Which anti-inflammatory drug can be used instead of Citodon in a patient with osteoarthritis and ca
Fråga: Which anti-inflammatory drug can be used instead of Citodon in a patient with osteoarthritis and cardiac insufficiency? What about a COX-2 inhibitor?
The question concerns a 63-year-old man treated with Citodon (codeine + paracetamol) 4 tablets daily for bilateral knee arthritis. A switch to Vioxx (rofecoxib) or Celebra (celecoxib) is considered. The patient has several other ailments including chronic lung obstructive disease, cardiac insufficiency and prostate cancer. Other medications include Salures K (bendroflumethiazide + potassium chloride), Triatec (ramipril), Trombyl (acetylsalicylic acid), Imdur (isosorbide-5-mononitrate), Bricanyl (terbutalin), Pulmicort (budesonide), acetylcysteine, Nitromex (nitroglyceryl) and Inolaxol.
Sammanfattning: If the goal of treatment is to relieve pain, the patient´s current treatment with Citodon seems rational and should be continued. Generally, the use of NSAIDs including COX-2 inhibitors should not be used in a patient with cardiac insufficiency and possibly with renal dysfunction. If the patient however needs an NSAID treatment, a local treatment might be tried.

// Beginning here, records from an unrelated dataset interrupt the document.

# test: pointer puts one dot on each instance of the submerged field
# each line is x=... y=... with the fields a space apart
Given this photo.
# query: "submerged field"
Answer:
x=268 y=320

Svar: In the maintenance treatment of osteoarthritis when the goal of therapy is only to reduce pain, it is well established today that the first drug of choice is paracetamol alone or in combination with a mild opioid analgesic such as codeine, dextropropoxyphene or tramadol in patients with increased pain (1). Non-steroidal anti-inflammatory drugs (NSAIDs) are indicated only in situations where inflammatory episodes take place and analgesics prove insufficient to reduce the pain and improve joint function (1). NSAIDs (including COX-2 inhibitors) are generally unsuitable or contraindicated in patients with cardiac insufficiency or with pre-existing renal disease (2). If the use of an NSAID is however warranted a "renal sparring drug" such as sulindac may be preferred in such patients. However since Sulindac is an NSAID and the risk of an acute renal failure cannot be completely ruled out, certain caution and timely monitoring of such patients is needed (3).
Rofecoxib and celecoxib have similar efficacy as traditional NSAIDs in relieving pain and improving functional status in patients with osteo- and rheumatoid arthritis (4,5). Their major advantage over traditional NSAIDs is the lower incidence of upper gastrointestinal ulcerations and complications reported in clinical trials (4,5). However, experience with these drugs is still limited particularly in high-risk groups. The number of patients included in those studies is also small and the follow-up period short (maximum one year). Thus, if this patient has no present or past history of peptic ulcer, COX-2 inhibitors do not have any documented advantage over traditional NSAIDs (6,7).
COX-2 inhibitors share with traditional NSAIDs the toxicity to the kidneys. According to the manufacturer´s latest periodic safety update of rofecoxib covering 19990801 to 20000131, 56 cases of kidney failure were registered from a population of 773000 people who used the drug (8). In Sweden, since the launching of rofecoxib one year ago, the Medical Products Agency received 7 cases of serious acute kidney function abnormalities consisting of 3 women and 4 men, between the ages of 63 and 92 years. All had received recommended doses of rofecoxib (12.5-25 mg/day). Two patients died in connection with the reaction but the remaining patients recovered after discontinuation of the drug (8). In this patient it is essential to check the renal function. Significant dysfunction speaks strongly against the use of NSAIDs including COX-2 inhibitors. The severity of cardiac insufficiency is also an important factor in influencing the decision to use NSAIDs or not.